Biden in Israel: "The other team" appears to have caused Gaza hospital blast

Biden cited "data I was shown by my Defense Department" to back Israel's denial that it hit Al-Ahli Arabi hospital

By Tatyana Tandanpolie

Staff Writer

Published October 18, 2023 10:27AM (EDT)

US President Joe Biden (L) listens to Israel's Prime Minister Benjamin Netanyahu as he joins a meeting of the Israeli war cabinet in Tel Aviv on October 18, 2023, amid the ongoing battles between Israel and the Palestinian group Hamas. (BRENDAN SMIALOWSKI/AFP via Getty Images)
US President Joe Biden (L) listens to Israel's Prime Minister Benjamin Netanyahu as he joins a meeting of the Israeli war cabinet in Tel Aviv on October 18, 2023, amid the ongoing battles between Israel and the Palestinian group Hamas. (BRENDAN SMIALOWSKI/AFP via Getty Images)

President Joe Biden arrived in Israel Wednesday, vowing solidarity in its war against Hamas and saying that the explosion that killed a massive number of Palestinians at a Gaza hospital appeared to have been caused by a Palestinian group, Reuters reports. Gaza officials accused Israel of launching an air strike, which they projected killed as many as 500 people, on the Al-Ahli Arabi hospital. Israel denied responsibility, blaming a failed rocket launch by the Palestinian Islamic Jihad militant group, which also denied responsibility.

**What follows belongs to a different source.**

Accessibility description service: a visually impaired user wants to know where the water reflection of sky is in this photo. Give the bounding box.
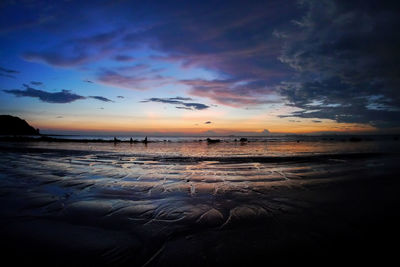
[9,140,400,157]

"I was deeply saddened and outraged by the explosion of the hospital in Gaza yesterday, and based on what I've seen, it appears as though it was done by the other team, not you," Biden said, speaking alongside Israeli Prime Minister Benjamin Netanyahu. "But there's a lot of people out there not sure, so we’ve got a lot, we’ve got to overcome a lot of things," he added. "The world is looking. Israel has a value set like the United States does, and other democracies, and they are looking to see what we are going to do." Biden later attributed his confidence about who is to blame on "data I was shown by my Defense Department."

The president's planned diplomatic trip to the Middle East was intended to calm the region even as the United States extended support for its ally Israel, which has vowed to wipe out Hamas after its fighters killed 1,400 Israelis in an attack on Oct. 7. But after the fireball ravaged the hospital on Tuesday evening, Jordan's leaders canceled the planned summit in Amman between them, leaders of Egypt and the Palestinian Authority, and Biden. German Chancellor Olaf Scholz traveled to Cairo on Wednesday and stressed that “we still do not know exactly what happened," calling for the incident to be "investigated very thoroughly.” French President Emmanuel Macron similarly called for “all the light must be shed on the circumstances.”